Another problem is that a contractor may not be (I suspect frequently is not) the manufacturer/vendor of the device. They thus they may not know all of the security vulnerabilities known to the manufacturer. The wording of the bill does not include a qualifying ‘known to the contractor’ provision, setting the contractor up for a variety of potential problems if the contractor does not have a very close relationship with the manufacturer/vendor. This problem is made even more vexing by the use of third-party software and libraries(see for example my post here) by the manufacturer/vendor; they may not even be aware of all of the ‘known security vulnerabilities’. In some circumstances the manufacturer/vendor may not be willing to share ‘all of the known vulnerabilities’ with the contractor.

I understand the need for the first database (the listing of device types). Since researchers can only get credit for coordinated disclosure research when they conduct their research “on the same class, model, or type of the device provided to the” government, the independent researcher needs to know which devices should be used for their research. The reason for the second database (listing of devices for which security support has expired) is much less clear. I’m not sure that the crafters of the bill realize that the information in the database combined with the use of a search engine like Shodan, could provide attackers with a very interesting list of potentially vulnerable government devices.

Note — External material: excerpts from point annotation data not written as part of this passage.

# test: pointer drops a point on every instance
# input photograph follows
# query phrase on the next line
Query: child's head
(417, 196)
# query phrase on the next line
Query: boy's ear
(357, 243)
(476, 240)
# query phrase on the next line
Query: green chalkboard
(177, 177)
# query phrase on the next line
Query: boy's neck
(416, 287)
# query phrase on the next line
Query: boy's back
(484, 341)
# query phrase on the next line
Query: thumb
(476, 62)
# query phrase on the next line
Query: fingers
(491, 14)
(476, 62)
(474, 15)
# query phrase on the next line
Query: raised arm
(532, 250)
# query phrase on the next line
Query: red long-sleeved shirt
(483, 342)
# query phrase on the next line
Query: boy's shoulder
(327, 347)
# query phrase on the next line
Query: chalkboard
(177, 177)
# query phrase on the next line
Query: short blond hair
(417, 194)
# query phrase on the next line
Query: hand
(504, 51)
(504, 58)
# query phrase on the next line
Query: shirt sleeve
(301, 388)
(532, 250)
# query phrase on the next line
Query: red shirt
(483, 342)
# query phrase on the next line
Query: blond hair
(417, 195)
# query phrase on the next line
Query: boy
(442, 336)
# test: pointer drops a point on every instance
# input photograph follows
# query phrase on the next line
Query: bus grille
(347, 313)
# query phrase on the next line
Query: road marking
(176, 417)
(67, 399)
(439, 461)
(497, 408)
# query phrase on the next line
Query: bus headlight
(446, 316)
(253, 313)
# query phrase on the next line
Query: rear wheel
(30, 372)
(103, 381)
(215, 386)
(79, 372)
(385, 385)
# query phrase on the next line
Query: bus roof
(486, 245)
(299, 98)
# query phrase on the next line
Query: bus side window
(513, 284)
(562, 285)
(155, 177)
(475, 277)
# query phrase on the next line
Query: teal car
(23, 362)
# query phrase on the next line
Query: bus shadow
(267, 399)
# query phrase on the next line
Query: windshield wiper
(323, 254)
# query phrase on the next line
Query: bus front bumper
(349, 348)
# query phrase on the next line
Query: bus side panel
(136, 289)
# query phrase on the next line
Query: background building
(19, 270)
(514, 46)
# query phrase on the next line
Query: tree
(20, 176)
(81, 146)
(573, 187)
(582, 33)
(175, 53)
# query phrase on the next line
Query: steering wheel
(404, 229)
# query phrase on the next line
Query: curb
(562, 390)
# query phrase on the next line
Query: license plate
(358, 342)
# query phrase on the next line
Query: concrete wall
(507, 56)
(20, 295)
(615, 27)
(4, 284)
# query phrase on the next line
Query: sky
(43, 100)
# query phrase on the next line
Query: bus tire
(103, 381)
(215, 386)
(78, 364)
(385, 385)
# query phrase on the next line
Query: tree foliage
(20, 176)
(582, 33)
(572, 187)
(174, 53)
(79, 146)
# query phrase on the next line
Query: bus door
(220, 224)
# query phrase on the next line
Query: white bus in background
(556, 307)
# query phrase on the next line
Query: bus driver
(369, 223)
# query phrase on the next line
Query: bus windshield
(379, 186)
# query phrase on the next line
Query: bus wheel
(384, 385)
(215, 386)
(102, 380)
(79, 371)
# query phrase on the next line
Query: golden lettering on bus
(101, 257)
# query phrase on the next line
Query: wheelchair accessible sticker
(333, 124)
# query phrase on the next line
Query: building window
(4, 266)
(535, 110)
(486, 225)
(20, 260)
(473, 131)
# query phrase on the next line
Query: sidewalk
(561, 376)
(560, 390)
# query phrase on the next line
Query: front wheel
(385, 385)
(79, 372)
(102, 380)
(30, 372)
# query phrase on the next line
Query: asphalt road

I am rather surprised that the crafters of the bill did not provide some additional instructions about these databases. First, given congressional concern with privacy, I would have expected to see a prohibition about including personally identifiable information in the database. More importantly, I would have liked to have seen it specified that the database would not include the agency or office to which the device belonged in the device listing.

I will be surprised to see this bill actually pass in this Congress. There has been a reluctance to establish any firm cybersecurity rules legislatively. Part of that is (I hope) a realization that there is a basic lack of the necessary technological background in Congress (or its staffs) to write effective legislation about cybersecurity matters.

Having said that, I think that this legislation (with some minor fine tuning) may actually be an interesting alternative to cybersecurity mandates upon the general population. While it does not directly affect most businesses (very few actually sell to the federal government) it should have a bootstrap effect as devices meeting the government standards would also be sold to the private sector. Additionally, business wishing to ensure the cybersecurity of their own devices would have model contract language available as well as a stable of contractors available that were used to abiding by that language.


This is almost certainly not the most effective way to get to a society with an adequate basic level of cybersecurity proficiency, but it is probably the most politically expedient.